The purpose of a website is to reach as many people as possible to get your message across. With 25% of adults in the U.S. experiencing a disability, be it auditory, visual, physical, or cognitive, that goal is only achieved when all of us make an effort to improve accessibility of our sites.
Web accessibility is about designing and developing sites, tools, and technologies that can be enjoyed by 100% of internet users, so the suggestions we make here will not only improve your site’s accessibility for those with disabilities but will also make visiting the site more enjoyable to all users. If you make an effort to apply them, you can increase your reach, improve user experience, express your commitment to inclusivity, and avoid legal snags.
As you optimize your website to improve accessibility, seek the counsel of those who live with disabilities to test your site. This can accurately inform your changes and improve overall user experience.
Make Your URLs Descriptions Descriptive
Before users even get to your website, they have to find it. Many users with visual impairments rely on screen readers to read out which sites have the answers to their questions or the products they are looking for. You can help your site to rank better by giving your content more descriptive URLs.

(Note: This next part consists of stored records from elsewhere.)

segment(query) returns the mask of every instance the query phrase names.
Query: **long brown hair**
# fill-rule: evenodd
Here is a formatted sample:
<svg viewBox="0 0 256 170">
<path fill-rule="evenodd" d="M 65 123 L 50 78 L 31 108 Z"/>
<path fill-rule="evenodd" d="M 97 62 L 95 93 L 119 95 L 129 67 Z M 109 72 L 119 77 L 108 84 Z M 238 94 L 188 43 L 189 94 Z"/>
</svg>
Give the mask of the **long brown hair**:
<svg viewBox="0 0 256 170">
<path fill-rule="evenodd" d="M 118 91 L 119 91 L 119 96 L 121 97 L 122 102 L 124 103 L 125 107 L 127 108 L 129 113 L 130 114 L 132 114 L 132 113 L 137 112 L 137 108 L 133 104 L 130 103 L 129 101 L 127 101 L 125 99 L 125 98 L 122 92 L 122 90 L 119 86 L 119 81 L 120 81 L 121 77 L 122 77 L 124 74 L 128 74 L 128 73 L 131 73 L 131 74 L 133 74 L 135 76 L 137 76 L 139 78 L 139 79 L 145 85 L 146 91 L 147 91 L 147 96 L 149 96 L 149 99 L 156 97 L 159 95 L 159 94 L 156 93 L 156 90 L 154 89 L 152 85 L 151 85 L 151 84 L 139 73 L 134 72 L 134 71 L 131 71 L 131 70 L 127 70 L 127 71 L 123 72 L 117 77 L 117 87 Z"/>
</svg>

For example, https://www.performancedrivenmarketing.com/4-ways-to-spot-great-web-design/ is a more descriptive URL than https://www.performancedrivenmarketing.com/web-design/
Organize Your Content
No one wants to read an article that is full of big blocks of wordy text. This is the age of quick information retrieval, and the human attention span is shrinking to mirror the speed of search engines. You can improve accessibility and generally make your site easier to digest by keeping paragraphs and pages succinct.

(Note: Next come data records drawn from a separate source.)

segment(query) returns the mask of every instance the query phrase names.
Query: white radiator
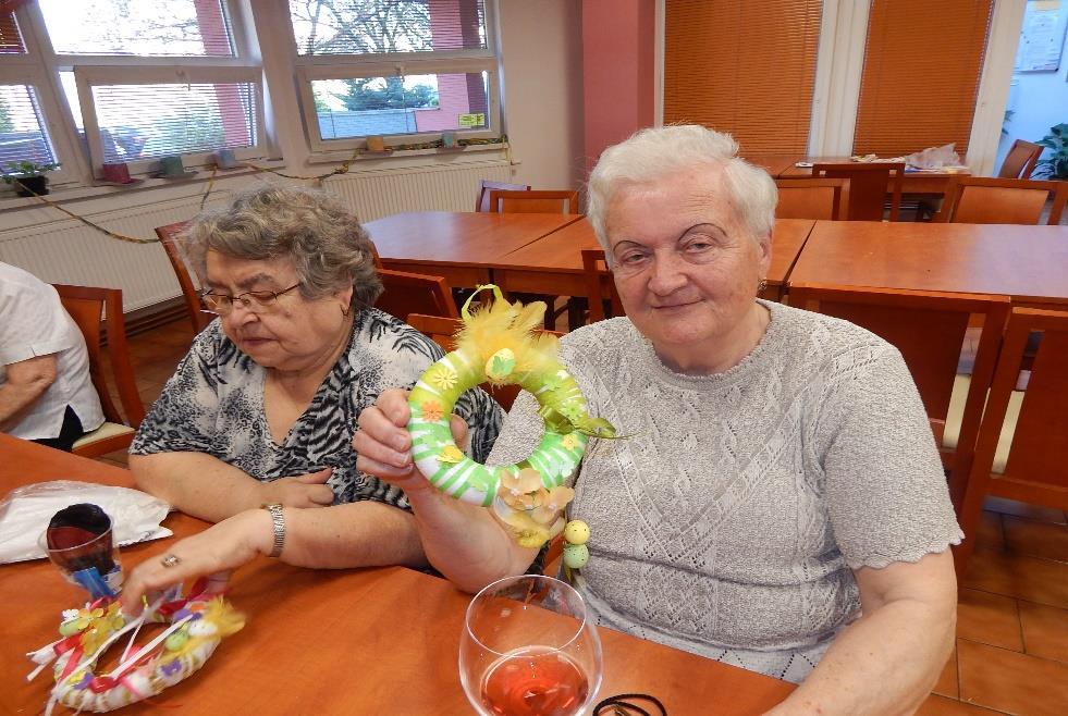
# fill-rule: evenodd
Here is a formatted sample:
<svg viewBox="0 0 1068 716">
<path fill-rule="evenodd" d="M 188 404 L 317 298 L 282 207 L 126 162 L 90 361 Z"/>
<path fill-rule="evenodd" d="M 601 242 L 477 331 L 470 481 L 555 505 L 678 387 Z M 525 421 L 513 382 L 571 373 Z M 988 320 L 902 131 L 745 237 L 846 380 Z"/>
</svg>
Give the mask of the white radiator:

Use clear section headings to help users find the information they are looking for readily. It is also usually a good idea to leave off industry-specific jargon or colloquialisms if you are writing general web content. Keep the language simple and easily digestible.
Enable Adjustable Font Sizing
While large font sizes tend to clutter a site, some users need them to access the information presented. The solution to this dichotomy is to add a text-resizing tool that allows users to choose for themselves just how large text is displayed on their screens. In addition to this method to improve accessibility, make sure your website works at different browser zoom levels.
Optimize Contrast on the Page
The contrast between elements on your page enables users to receive the information you put out. This is why it is important to incorporate foreground and background elements with high contrast. Avoid using thin fonts or coding features such as JavaScript or CSS that prevent visually impaired users from increasing contrast levels.
Be mindful of the color palettes you employ. Black text on a white background offers the best contrast for those who suffer from visual impairments involving low color contrast sensitivity, conditions such as cataract, glaucoma, diabetic retinopathy, and retinitis pigmentosa. Avoid using combinations of red and green, which are indistinguishable for colorblind users.
Steer clear of bright colors that are too intense for those with high photosensitivity. It is also unwise to make the most important elements in your site too heavily color reliant. These principles apply to images as well as to text.
Incorporate Alt Text with Your Images
A picture may be worth a thousand words, but only if they can be clearly viewed. Digital elements like images prove problematic to users who have vision-based disabilities. Screen readers and online Braille readers help such users access text by using synthesizers or Braille displays. Unfortunately, these resources can do very little to elucidate online images.
The Alt Text option for your website’s images is an excellent tool to improve image accessibility. Synthesized readers can pick up the descriptions included there as ordinary text. This ability makes it important for content creators to make their alt text as descriptive as possible to give visually impaired users the full experience. The “Longdesc Tag” function is even better for lengthy descriptions. Use tables appropriately.
Improve Accessibility of Video and Audio
If images are a challenge for visually-impaired users, video and audio content prove to be such for the hard of hearing. You can improve accessibility of video and audio in two ways: transcripts and closed captioning.
A transcript captures all the audio of a media file into text description while closed captions appear on a video as it plays. Closed captioning can include things other than true speech, such as descriptions of laughter or sighs and scoffs. Be mindful of the contrast between text and the video behind, and remember that auto-generated closed captions are not always accurate. Add your own to properly convey your message.
To make your site accessible to those with visual impairments, consider adding audio descriptions as companions to videos. These shouldn’t be overly long, but they can be helpful in conveying gestures, visual aids, and changes in setting to those who cannot see them.
Utilize Keyboard Navigation
Navigating with a mouse is not a viable option for those who cannot see. These users rely on keyboard shortcuts to navigate websites. In order to improve accessibility, all interactive elements of your site (drop-down menus, forms, dialog boxes, widgets, URLs, etc.) should be accessible via the keyboard.
Anchor text or buttons like “Click Here” or “Read More are unhelpfully undescriptive and should be avoided. However, directional cues are helpful additions for those with cognitive impairments, new internet users, and those who are not very tech savvy. To further improve clickless navigation, enable text-to-speech navigation.